我が家は1階に義母と義弟がもともと暮らしていて、2階に私たち夫婦が住んでいます。義弟の彼女が住み始めた時、ちょうど義姉家族が遊びにきていたので、義弟の部屋は義姉家族が使用中で、私はなんでこんな時に同棲始めるんだろう?と不思議でいました。「私だったら、義姉家族が帰ってから入居するけどな〜」と思っていたのですが、実は、この時彼女は一緒に暮らしていたアンティと喧嘩をしたらしく、それで行き場がなく、我が家にきたようなのです。だから、義弟と別れた後も彼女は我が家に住んでおり、2人は別々の部屋で生活していました。私は「それってどうなの?!」と主人に言いましたが、主人は「I don’t know」と知らぬ存ぜぬの一点張り。ある日義母も交えて話した時、私は、「結局今は同居人っていう関係だよね?」と尋ねると、「彼女には数ヶ月の猶予をあげようと思う。その間にお金ためて住むところみつけてもらうわ」と言い、私は思わず「なんて寛大なの!」と言いました。
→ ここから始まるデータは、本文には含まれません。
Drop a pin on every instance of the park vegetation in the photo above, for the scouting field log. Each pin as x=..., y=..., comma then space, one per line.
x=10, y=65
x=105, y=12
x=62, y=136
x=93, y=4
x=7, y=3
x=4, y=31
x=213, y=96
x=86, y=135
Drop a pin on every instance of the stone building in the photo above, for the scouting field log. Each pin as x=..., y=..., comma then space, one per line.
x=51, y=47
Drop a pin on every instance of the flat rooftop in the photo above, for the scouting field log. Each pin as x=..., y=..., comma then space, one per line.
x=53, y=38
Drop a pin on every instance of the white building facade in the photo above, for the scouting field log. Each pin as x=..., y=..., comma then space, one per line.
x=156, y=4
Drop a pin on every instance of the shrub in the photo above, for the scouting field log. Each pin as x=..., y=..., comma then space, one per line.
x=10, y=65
 私たち夫婦は、彼女が住んでいても大した影響もないので見守ることにしたのですが、数日後には義母は「やっぱりあの子には近々出て行ってもらうわ。彼女の祖母にも電話して、『うちではもう預かれない』って話したのよ」と言いだしました。そうこうしているうちに、ハリケーンレーン騒ぎとなり、もう明後日には接近!という日の朝、義弟が彼女を追い出し、祖母とアンティが住む家に帰って行ったのです。 すると、その直後義弟が私の部屋に「ちょっと手伝って!」とやってきました。私は、〆切原稿があったし「今忙しいんだけど」っていったのですが、「ネガティブなエネルギーを追い出すために、セイジを炊くから手伝って」と言うのです。「おいおいマジかよー!」と内心思いながらがも、でも、義弟の気持ちを鎮めてあげるためにも、これはつきあってあげた方がよいなと思い、一緒にその儀式をしました。といっても、義弟がセイジを炊いて、それを手に持ちながら、全ての部屋を周り、私はそこで落ちた灰を拾い集めただけですけどね。一通り終えた義弟はやっと落ち着き、私たちも家族もホッと安堵。
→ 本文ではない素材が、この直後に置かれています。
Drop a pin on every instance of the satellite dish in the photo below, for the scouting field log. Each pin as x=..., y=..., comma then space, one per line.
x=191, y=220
これで今後義弟も無闇やたらに、ガールフレンドとの同棲はしないと思います。というか、私たち家族は、切にそう願っています(苦笑)



 そして、翌朝、私が外で植物に水やりをしていると、義母がお出かけへ。

一体どこに行くのかと思ったら、「R(主人の従兄弟)が彼女と別れたから、引越しの手伝いにいってくる」というのです。あのお騒がせアンクル(義母の弟)の次男ですが、それこそ義弟と一緒で、全然落ちつく気のない雰囲気の従兄弟でしたが、この彼女とは真剣な様子でそこそこ長いことつきあっていました。彼の場合「もしも」のためにほとんど住んでいないコンドミアムをずっと借りていたわけですが、本当にそのもしもの時がきてしまい、そこに戻っていったのでした。ハリケーンレーンより強力なハリケーンが我が家に直撃し、色んなことが一掃されましたとさ。


注2* このコラムは、2018年9月に「日刊サン」に掲載されたものです。